GOP Candidates Being Schooled on How to Avoid Gaffes When Running Against Women

The Republic Party has figured out it has a gender problem. Brilliant. In their zeal to avoid another Todd Akin fiasco—they are taking a small step towards rebranding themselves so as not to come off as waging a war on women.

Politico has reported that The National Republican Congressional Committee has been meeting with met with sitting Republicans' aids to train them on how to improve their “messaging against women opponents.” Todd Akin famously lost his battle to unseat Senator Claire McCaskill when he claimed women's bodies could shut down a pregnancy in instances of "legitimate rape." 

Now, the GOP is focusing on how best to turn the party into a slightly more female-friendly group, considering that women are about half the electorate. Aides have been lectured largely on how to go after a female challenger in a way that is simultaneously aggressive, tactful, and not overwhlemingly sexist. This is hard for them.

According to Politico, 10 male GOP incumbents in the House will face Democratic women challengers in the 2014 midterm elections. And acording to an unnamed Republican staffer, there have been “multiple sessions” with the GOP members because “some of these guys have a lot to learn.” The sessions have come largely from a GOP desire to rebrand the party after both a string of losses in 2012, as well as a general sense that the party is falling behind on the times. 

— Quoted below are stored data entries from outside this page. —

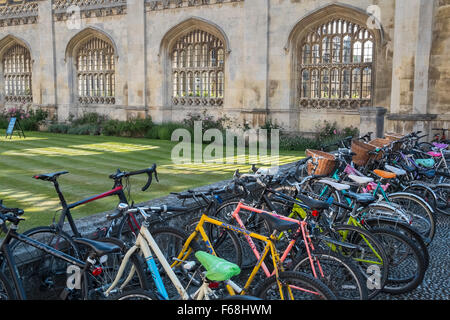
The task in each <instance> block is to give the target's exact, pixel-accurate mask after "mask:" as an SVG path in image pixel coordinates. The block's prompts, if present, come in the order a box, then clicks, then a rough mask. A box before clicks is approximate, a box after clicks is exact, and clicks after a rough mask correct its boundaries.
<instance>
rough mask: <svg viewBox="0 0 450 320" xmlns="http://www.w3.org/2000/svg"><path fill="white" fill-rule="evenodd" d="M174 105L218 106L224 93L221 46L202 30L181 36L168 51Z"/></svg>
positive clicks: (223, 74) (222, 61) (210, 36)
mask: <svg viewBox="0 0 450 320" xmlns="http://www.w3.org/2000/svg"><path fill="white" fill-rule="evenodd" d="M171 58H172V61H171V65H172V74H171V76H172V80H171V81H172V88H173V90H172V102H173V104H174V105H222V104H223V98H224V92H225V74H224V65H225V49H224V45H223V42H222V41H221V40H220V39H218V38H217V37H215V36H213V35H211V34H209V33H208V32H205V31H203V30H198V29H197V30H193V31H191V32H189V33H188V34H186V35H184V36H182V37H181V38H180V39H178V41H177V42H176V43H175V45H174V46H173V48H172V51H171Z"/></svg>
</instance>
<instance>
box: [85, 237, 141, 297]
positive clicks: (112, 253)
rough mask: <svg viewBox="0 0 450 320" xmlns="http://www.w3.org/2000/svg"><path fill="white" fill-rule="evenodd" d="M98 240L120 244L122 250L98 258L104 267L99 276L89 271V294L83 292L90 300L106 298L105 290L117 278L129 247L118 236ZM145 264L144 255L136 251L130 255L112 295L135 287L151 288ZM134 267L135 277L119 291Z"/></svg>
mask: <svg viewBox="0 0 450 320" xmlns="http://www.w3.org/2000/svg"><path fill="white" fill-rule="evenodd" d="M96 241H102V242H108V243H113V244H115V245H117V246H119V247H120V248H121V251H119V252H117V253H110V254H107V255H105V256H103V257H99V258H98V259H97V260H98V266H99V267H100V268H102V272H101V274H99V275H97V276H94V275H92V274H91V273H89V279H88V282H87V285H88V288H87V290H88V294H87V295H85V294H83V296H86V297H87V299H89V300H102V299H104V298H105V296H104V291H105V290H106V289H108V288H109V287H110V285H111V284H112V283H113V281H114V279H115V278H116V275H117V271H118V269H119V267H120V265H121V263H122V260H123V257H124V256H125V254H126V253H127V250H128V247H127V246H126V245H125V243H124V242H123V241H121V240H119V239H116V238H101V239H97V240H96ZM102 260H103V262H102ZM144 265H145V261H144V259H143V258H142V256H141V255H139V254H138V253H137V252H134V253H133V254H132V255H131V256H130V258H129V261H128V263H127V265H126V266H125V270H124V272H123V275H122V278H121V279H120V280H119V282H118V284H117V286H116V287H115V289H113V290H112V292H111V293H110V295H117V294H119V293H121V292H124V291H131V290H135V289H142V290H147V289H149V284H148V280H147V279H148V277H147V274H146V272H145V267H144ZM132 267H134V272H135V273H134V277H133V278H132V279H131V280H130V281H129V283H128V284H127V285H126V286H125V287H124V288H121V289H120V291H119V288H120V286H121V284H122V283H123V282H124V280H125V279H126V278H127V276H128V275H129V273H130V271H131V268H132ZM85 285H86V282H83V286H85ZM85 290H86V288H82V292H84V293H85V292H86V291H85Z"/></svg>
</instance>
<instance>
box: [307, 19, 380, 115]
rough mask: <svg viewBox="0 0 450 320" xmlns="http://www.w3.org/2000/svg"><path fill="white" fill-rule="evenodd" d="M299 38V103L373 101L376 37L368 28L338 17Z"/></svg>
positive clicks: (327, 22)
mask: <svg viewBox="0 0 450 320" xmlns="http://www.w3.org/2000/svg"><path fill="white" fill-rule="evenodd" d="M300 41H301V43H300V44H299V48H300V52H299V55H298V61H299V69H298V72H299V75H298V79H299V82H300V83H299V87H298V88H299V95H300V101H299V103H300V105H302V106H319V105H320V106H322V107H324V106H325V107H338V106H340V107H342V106H364V105H369V104H370V102H371V99H372V97H373V70H372V69H373V63H374V50H375V40H374V36H373V34H372V33H371V32H370V31H369V30H367V29H365V28H364V27H363V26H361V25H358V24H356V23H353V22H350V21H347V20H345V19H339V18H336V19H331V20H330V21H328V22H326V23H322V24H321V25H319V26H316V27H313V28H312V29H310V31H309V33H308V34H306V35H305V36H304V37H303V39H300Z"/></svg>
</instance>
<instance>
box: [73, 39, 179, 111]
mask: <svg viewBox="0 0 450 320" xmlns="http://www.w3.org/2000/svg"><path fill="white" fill-rule="evenodd" d="M177 58H178V56H175V55H174V56H173V61H174V65H175V64H176V63H178V62H177ZM76 71H77V72H76V77H77V85H78V87H77V93H78V101H79V102H80V103H82V104H114V103H115V98H114V97H115V57H114V49H113V47H112V46H111V45H110V44H109V43H107V42H106V41H103V40H101V39H99V38H95V37H94V38H91V39H90V40H88V41H87V42H85V43H84V44H83V45H82V46H81V47H80V48H79V49H78V51H77V54H76ZM177 81H178V80H177Z"/></svg>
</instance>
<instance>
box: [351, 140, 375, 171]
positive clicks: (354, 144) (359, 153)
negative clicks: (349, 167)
mask: <svg viewBox="0 0 450 320" xmlns="http://www.w3.org/2000/svg"><path fill="white" fill-rule="evenodd" d="M374 149H375V147H374V146H372V145H370V144H368V143H365V142H363V141H359V140H353V141H352V152H354V153H356V155H354V156H353V158H352V161H353V163H355V164H356V165H357V166H365V165H366V164H367V162H368V161H369V158H370V155H369V151H372V150H374Z"/></svg>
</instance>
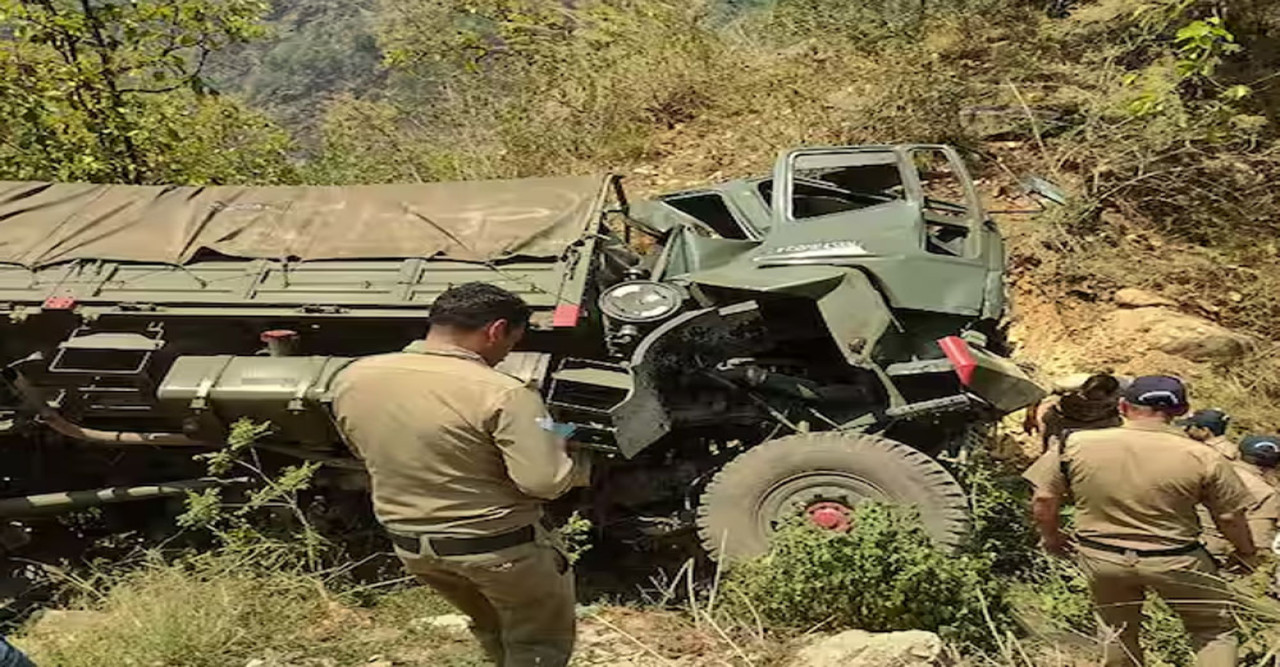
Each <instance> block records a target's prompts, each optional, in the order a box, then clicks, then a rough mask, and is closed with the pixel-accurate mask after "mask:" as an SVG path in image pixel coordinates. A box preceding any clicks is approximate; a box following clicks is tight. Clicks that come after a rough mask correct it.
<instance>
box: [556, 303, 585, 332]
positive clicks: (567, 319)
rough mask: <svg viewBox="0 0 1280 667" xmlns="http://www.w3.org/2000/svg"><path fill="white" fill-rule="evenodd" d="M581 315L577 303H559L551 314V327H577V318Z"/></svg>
mask: <svg viewBox="0 0 1280 667" xmlns="http://www.w3.org/2000/svg"><path fill="white" fill-rule="evenodd" d="M581 314H582V306H579V305H577V303H561V305H559V306H556V312H552V326H557V328H562V326H577V317H579V315H581Z"/></svg>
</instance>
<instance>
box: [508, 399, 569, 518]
mask: <svg viewBox="0 0 1280 667" xmlns="http://www.w3.org/2000/svg"><path fill="white" fill-rule="evenodd" d="M495 417H497V419H495V426H494V431H493V438H494V443H495V444H497V446H498V449H499V451H502V456H503V460H504V461H506V463H507V475H509V476H511V480H512V481H515V483H516V486H517V488H520V490H521V492H524V493H526V494H529V495H532V497H535V498H544V499H548V501H549V499H552V498H557V497H559V495H561V494H563V493H564V492H566V490H568V489H570V485H571V484H572V483H573V470H575V466H573V460H572V458H571V457H570V453H568V447H567V443H566V440H564V438H563V437H561V434H559V433H558V431H557V428H556V424H554V422H553V421H552V417H550V415H549V414H548V412H547V406H545V403H543V399H541V397H539V396H538V393H535V392H534V390H531V389H527V388H525V387H517V388H513V389H509V390H507V392H506V393H504V394H503V396H502V397H500V398H499V402H498V407H497V415H495Z"/></svg>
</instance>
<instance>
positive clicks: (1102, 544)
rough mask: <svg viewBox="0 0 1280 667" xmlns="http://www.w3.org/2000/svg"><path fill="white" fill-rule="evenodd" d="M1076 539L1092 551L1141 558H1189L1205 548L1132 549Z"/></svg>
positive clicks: (1203, 547) (1078, 537)
mask: <svg viewBox="0 0 1280 667" xmlns="http://www.w3.org/2000/svg"><path fill="white" fill-rule="evenodd" d="M1075 539H1076V542H1079V543H1080V544H1083V545H1085V547H1089V548H1092V549H1098V550H1102V552H1111V553H1133V554H1137V556H1138V557H1139V558H1147V557H1158V556H1187V554H1188V553H1194V552H1197V550H1199V549H1203V548H1204V545H1203V544H1201V543H1198V542H1193V543H1190V544H1183V545H1181V547H1170V548H1167V549H1132V548H1129V547H1116V545H1115V544H1106V543H1102V542H1094V540H1091V539H1089V538H1079V536H1078V538H1075Z"/></svg>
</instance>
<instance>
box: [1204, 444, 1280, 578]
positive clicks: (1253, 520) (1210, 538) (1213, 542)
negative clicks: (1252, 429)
mask: <svg viewBox="0 0 1280 667" xmlns="http://www.w3.org/2000/svg"><path fill="white" fill-rule="evenodd" d="M1236 451H1238V452H1239V458H1238V460H1236V461H1233V462H1231V467H1233V469H1234V470H1235V472H1236V474H1238V475H1239V476H1240V481H1243V483H1244V488H1245V489H1248V490H1249V499H1251V504H1249V507H1248V508H1247V510H1245V512H1244V517H1245V520H1247V521H1248V524H1249V534H1251V535H1253V544H1254V545H1256V547H1257V548H1260V549H1268V548H1271V545H1272V544H1275V542H1276V533H1277V529H1280V490H1277V489H1276V488H1275V486H1272V485H1271V483H1270V476H1271V474H1272V472H1275V470H1276V466H1277V465H1280V435H1249V437H1245V438H1244V439H1242V440H1240V446H1239V448H1238V449H1236ZM1204 545H1206V547H1207V548H1208V550H1210V553H1212V554H1213V556H1217V557H1219V558H1228V557H1229V556H1231V549H1230V547H1231V545H1230V543H1228V542H1226V538H1224V536H1222V534H1221V533H1220V531H1217V530H1215V527H1213V526H1210V525H1206V526H1204Z"/></svg>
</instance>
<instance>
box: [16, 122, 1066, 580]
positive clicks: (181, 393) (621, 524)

With high-profile fights set to take place in states like New York, Florida, Virginia and Illinois, the right is sure to feel a supreme pushback, making these behind-the-scenes lessons in manners both hilariously antiquated and potentially necessary.

It seems the Democrats are ready for them. “Our essential strategy is to recruit problem solvers,” Steve Israel, chairman of the Democratic Congressional Campaign Committee told Politico, "and with this Republican Congress having been so destructive to the concerns women have, we are putting special emphasis on recruiting women who will end those problems.”

With roughly 50 competitive races in the House currently at play for 2014, the new Republican messaging strategy may prove to be relatively obsolete, proving Rep. Ann Wagner’s reminder that women "decide a lot of things” powerfully true.